Demographics might not be political destiny, but changes in Ohio’s population seem likely to help Democrats this year.
And Ohio’s religious landscape is changing. Church attendance in the state is considered average compared to other states—and it is dropping. Millennials and Generation Z are decidedly more secular in their beliefs than their parents. That might not serve Republicans well in Ohio. Less-religious voters may not support the party’s legislative efforts to expand religious expression in public schools and to accept answers on state proficiency exams that align with creationism rather than established science. Many are increasingly troubled by deeper religious incongruities in Trump’s policies.
Finally, schisms within the Ohio Republican Party have undercut support for Trump in his own party. After the 2016 election, Trump and his supporters ousted Ohio’s most successful Republican chairperson, Matt Borges. While Borges had not worked against Trump, he had supported former Ohio Gov. John Kasich in the bitter 2016 Republican presidential primary. He also provided cover for other Republicans who withdrew their endorsement of Trump in the final stages of the 2016 election.
That conflict has continued to fester as Trump supporters took over the Ohio Republican Party, led by a new chairperson, Jane Timken, and Rep. Jim Jordan. Ohio Republican officeholders, like Gov. Mike DeWine and Sen. Rob Portman, have tried to remain at arm’s length from the more radical Trump wing of the party.

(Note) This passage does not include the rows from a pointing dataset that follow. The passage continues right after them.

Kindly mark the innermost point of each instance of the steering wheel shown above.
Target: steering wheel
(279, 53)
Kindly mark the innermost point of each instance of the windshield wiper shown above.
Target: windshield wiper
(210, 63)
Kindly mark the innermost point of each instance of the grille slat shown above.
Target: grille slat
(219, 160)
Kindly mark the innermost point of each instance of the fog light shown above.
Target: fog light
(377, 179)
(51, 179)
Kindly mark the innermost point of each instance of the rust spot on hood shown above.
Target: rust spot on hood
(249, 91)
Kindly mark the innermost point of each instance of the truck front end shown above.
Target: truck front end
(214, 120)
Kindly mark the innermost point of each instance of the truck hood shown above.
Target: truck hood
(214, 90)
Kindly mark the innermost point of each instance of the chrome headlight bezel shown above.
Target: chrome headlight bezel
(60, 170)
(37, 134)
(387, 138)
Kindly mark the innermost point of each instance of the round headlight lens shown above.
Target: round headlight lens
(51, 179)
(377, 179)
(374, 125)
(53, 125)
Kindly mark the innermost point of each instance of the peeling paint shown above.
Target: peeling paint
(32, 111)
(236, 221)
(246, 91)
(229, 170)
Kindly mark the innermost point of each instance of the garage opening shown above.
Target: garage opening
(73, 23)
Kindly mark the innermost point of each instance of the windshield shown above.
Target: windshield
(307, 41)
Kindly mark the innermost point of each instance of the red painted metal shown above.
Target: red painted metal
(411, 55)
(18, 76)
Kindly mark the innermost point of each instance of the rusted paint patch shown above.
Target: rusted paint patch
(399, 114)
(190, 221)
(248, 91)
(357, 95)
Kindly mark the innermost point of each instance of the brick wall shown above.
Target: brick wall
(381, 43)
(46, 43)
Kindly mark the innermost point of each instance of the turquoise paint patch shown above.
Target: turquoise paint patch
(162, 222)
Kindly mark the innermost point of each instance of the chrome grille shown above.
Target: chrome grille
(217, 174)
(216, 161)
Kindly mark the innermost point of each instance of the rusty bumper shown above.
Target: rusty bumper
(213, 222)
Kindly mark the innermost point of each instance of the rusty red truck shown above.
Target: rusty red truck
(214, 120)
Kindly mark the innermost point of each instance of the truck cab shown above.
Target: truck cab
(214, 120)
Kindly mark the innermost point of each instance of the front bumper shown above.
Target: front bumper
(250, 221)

But the conflict has resurfaced with John Kasich’s critiques of Trump and endorsement of Biden, with Borges now working to unseat Trump, and a newly emerging organization, Operation Grant, which was established in July 2020 by the Lincoln Project and other anti-Trump Republicans. The organization (named after Ohio native Ulysses Grant) has been holding events around the state that feature a cadre of Republican former elected officials, military and religious leaders, and small farmers. As “bona fide conservatives and Republicans,” their stated goal is “to assure the defeat of President Donald Trump and Trumpism.”
According to Operation Grant organizer David Little, Operation Grant has attracted moderate Republicans, who in recent weeks have contributed over $30,000 to the group. The project is also attracting media attention in Ohio and international papers.
Given past performances, many Democrats in Ohio have lacked confidence in the national and Ohio Democratic parties. Their skepticism only intensified when the Democratic Party chose not to include Ohio as a battleground state and limited its media buys to the Youngstown and Toledo counties bordering on Michigan and Pennsylvania, while largely ignoring the rest of the state.
But when polls in recent months showed that Ohio was competitive, the party increased its spending. Local ground games finally emerged, led by local Democratic parties. Cuyahoga County (which includes Cleveland) does not have an on-site Biden campaign coordinator, but local organizers have increased online, text, and telephone contacts there dramatically, with special emphasis on absentee voters and people who are registered but have not voted in recent elections.
All these changes—demographic shifts, the struggling state economy, the shrinking share of religious conservatives, and the deep schism within the Ohio Republican Party—have cost Trump a good part of his base in Ohio. It isn’t so much that Biden is winning Ohio. It’s that Trump is losing it.
Democratic Sen. Sherrod Brown’s claim that Ohio is still contested political territory is proving to be true. The Democratic Party is once again viewing Ohio not as a red state but as a purple one. And without Ohio, it will be difficult for Trump to win the presidential election.